By Patrick van Schie


On March 5, 1946, Winston Churchill gave a speech  in Fulton, a city in Missouri, USA. The British war leader, Prime Minister until more than six months earlier, received an honorary doctorate from Westminster College in Fulton. He began his speech in a Churchillian way by saying that the name Westminster seemed familiar to him.

After the light-hearted opening, he turned to serious matters: the state of the world and the role for America in particular as the new world power. Among his audience was the President of the United States: Harry Truman. Two things had to be prevented, according to Churchill, to ensure security, welfare, freedom and progress for the people: war and tyranny. That war had to be prevented did not need any explanation after six years of the Second World War. Churchill mainly discussed the role of the new international organization, the United Nations. It had to be equipped with armed forces as soon as possible, and Churchill suggested starting with aircraft squadrons to be provided by member-countries. Above all, knowledge about nuclear weapons should not be shared with the UN. That knowledge was safely in the hands of the United States, but would not be if a communist or fascist regime obtained it.

                And that brought him to the most famous part of his speech: his warning against (the new) tyranny. The freedoms enjoyed by individual citizens in the West did not apply in many states. There, where one privileged party was in power, ordinary citizens were controlled by a political police. The West was unable to intervene in such countries. But the West had to uphold its own values and be aware of the possible expansionist plans of the Soviet Union.

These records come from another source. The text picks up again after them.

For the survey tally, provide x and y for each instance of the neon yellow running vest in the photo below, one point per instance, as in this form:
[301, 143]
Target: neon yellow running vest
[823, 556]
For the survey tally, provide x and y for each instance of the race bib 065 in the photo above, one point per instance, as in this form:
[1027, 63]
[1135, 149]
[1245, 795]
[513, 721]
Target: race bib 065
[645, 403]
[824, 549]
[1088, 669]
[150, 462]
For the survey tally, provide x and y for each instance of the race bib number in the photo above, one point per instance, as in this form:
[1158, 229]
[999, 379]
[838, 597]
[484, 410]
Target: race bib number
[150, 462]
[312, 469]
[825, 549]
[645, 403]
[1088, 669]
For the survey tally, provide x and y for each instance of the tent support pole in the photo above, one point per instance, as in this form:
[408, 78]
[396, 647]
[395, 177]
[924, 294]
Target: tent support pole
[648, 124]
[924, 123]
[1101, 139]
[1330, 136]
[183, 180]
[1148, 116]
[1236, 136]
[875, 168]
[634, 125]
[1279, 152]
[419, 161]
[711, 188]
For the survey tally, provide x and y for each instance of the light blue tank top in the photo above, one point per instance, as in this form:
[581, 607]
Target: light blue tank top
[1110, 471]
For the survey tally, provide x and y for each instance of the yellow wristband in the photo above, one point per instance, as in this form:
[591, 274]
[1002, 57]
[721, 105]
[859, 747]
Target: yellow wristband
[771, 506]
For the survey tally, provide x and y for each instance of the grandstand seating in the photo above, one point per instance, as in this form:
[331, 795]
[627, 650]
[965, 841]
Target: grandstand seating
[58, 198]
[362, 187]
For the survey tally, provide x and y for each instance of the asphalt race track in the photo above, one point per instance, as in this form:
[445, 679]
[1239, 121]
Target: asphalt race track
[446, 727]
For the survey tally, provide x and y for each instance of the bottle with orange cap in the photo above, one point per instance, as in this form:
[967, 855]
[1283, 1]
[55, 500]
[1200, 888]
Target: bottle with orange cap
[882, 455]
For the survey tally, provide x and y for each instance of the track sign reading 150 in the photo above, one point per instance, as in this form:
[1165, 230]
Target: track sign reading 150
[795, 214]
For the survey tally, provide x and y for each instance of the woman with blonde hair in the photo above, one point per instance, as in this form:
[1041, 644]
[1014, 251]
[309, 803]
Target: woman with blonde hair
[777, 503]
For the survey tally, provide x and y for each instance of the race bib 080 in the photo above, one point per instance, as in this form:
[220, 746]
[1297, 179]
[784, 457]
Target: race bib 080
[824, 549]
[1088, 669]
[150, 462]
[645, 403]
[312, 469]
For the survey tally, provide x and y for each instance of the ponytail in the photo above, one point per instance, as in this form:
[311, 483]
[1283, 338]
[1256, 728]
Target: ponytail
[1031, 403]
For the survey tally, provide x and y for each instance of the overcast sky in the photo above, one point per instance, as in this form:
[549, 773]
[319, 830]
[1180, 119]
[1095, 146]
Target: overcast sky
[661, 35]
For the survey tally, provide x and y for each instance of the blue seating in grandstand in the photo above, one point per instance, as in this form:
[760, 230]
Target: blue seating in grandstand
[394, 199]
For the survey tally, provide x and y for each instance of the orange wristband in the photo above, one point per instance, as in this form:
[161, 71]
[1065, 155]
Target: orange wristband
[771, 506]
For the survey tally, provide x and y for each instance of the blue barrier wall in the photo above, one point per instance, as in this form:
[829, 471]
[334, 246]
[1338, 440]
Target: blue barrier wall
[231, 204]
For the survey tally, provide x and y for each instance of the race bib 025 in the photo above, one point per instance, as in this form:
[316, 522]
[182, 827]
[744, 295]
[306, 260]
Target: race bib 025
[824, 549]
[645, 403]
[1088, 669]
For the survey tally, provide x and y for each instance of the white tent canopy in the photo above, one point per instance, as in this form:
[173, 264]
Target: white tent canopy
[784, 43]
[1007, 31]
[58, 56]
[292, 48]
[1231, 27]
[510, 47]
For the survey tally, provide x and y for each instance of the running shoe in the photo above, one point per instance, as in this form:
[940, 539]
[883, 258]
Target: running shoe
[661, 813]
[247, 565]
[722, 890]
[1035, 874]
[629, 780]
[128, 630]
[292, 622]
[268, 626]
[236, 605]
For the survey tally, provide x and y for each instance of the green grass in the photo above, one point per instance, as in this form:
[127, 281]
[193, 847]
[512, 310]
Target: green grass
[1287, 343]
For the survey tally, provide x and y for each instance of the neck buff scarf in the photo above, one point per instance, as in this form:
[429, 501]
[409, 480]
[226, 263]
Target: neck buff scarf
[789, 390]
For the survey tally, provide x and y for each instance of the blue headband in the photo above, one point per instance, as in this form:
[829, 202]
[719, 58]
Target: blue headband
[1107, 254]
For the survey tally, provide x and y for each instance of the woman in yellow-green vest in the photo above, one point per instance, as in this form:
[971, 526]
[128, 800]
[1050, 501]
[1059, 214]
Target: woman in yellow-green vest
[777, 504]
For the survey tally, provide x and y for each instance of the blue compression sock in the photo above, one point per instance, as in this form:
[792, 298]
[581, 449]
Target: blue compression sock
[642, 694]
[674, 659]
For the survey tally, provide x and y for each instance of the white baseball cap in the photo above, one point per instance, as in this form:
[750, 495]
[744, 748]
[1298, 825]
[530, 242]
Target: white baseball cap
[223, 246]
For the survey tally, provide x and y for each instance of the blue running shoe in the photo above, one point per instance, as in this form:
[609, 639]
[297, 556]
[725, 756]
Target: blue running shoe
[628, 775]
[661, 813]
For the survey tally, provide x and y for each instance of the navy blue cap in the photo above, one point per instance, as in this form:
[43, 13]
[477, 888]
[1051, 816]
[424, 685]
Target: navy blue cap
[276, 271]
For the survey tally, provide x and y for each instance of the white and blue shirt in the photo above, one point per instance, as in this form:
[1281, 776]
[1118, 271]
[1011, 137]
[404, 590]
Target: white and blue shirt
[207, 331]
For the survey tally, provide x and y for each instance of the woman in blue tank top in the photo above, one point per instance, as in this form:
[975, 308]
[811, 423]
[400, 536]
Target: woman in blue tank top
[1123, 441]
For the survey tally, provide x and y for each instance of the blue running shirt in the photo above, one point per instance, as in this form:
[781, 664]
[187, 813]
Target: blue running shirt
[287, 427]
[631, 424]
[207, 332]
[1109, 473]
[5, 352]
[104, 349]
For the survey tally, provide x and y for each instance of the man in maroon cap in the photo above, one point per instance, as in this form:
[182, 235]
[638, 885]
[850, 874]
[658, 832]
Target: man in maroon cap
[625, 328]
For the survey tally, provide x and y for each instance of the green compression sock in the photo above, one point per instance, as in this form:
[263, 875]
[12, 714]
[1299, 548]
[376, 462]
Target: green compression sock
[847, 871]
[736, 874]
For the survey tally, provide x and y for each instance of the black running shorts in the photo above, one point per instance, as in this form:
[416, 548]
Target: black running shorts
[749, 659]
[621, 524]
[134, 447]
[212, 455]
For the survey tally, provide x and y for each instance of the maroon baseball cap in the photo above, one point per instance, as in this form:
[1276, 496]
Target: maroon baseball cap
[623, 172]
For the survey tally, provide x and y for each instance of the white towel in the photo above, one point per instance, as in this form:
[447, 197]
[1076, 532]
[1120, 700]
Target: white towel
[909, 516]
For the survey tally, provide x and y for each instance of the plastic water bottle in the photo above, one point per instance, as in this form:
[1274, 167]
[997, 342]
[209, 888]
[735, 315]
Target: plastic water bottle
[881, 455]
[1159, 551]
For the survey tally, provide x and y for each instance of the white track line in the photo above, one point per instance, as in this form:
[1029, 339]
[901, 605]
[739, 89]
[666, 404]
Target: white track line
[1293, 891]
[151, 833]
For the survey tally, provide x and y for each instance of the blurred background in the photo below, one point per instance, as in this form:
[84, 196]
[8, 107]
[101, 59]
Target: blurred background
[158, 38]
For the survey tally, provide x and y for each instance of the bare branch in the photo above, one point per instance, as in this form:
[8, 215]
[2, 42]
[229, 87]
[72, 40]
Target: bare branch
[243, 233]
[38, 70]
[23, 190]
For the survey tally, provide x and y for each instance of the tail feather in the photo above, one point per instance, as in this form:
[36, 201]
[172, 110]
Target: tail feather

                Part of the European continent was already under direct control of Moscow. “From Stettin in the Baltic to Triest in the Adriatic an iron curtain has descended across the Continent. Behind that line lie all the capitols of the ancient states of Central and Eastern Europe. Warsaw, Berlin, Prague, Vienna, Budapest, Belgrade, Bucharest and Sofia, all these famous cities and the populations around them lie in what I must call the Soviet sphere. ” The traditionally small communist parties in this part of Europe already exercised disproportionate power and sought totalitarian control. There was, with the exception of Czechoslovakia [only briefly; PvS], no real democracy.                Western democracies were to cooperate against tyrannical communism, uphold their own principles, and show the Russians the one thing Moscow respects: military strength.               

A week and a half after George Kennan’s “Long Telegram” sent from the US Embassy to Washington, analyzing the Soviet Union’s foreign political goals, Churchill’s open warning in Fulton contributed to a growing sense of reality. The Soviet Union, a temporary ally against Nazi Germany, posed a new threat. The communist regime oppressed its own population and those of the conquered countries. Central and Eastern Europe had not been liberated, but had been given a new occupier. The West, under the leadership of the United States and the British Commonwealth, should stand firm in defense of its own freedom. The Cold War began. It was important not to have these fought out on battlefields.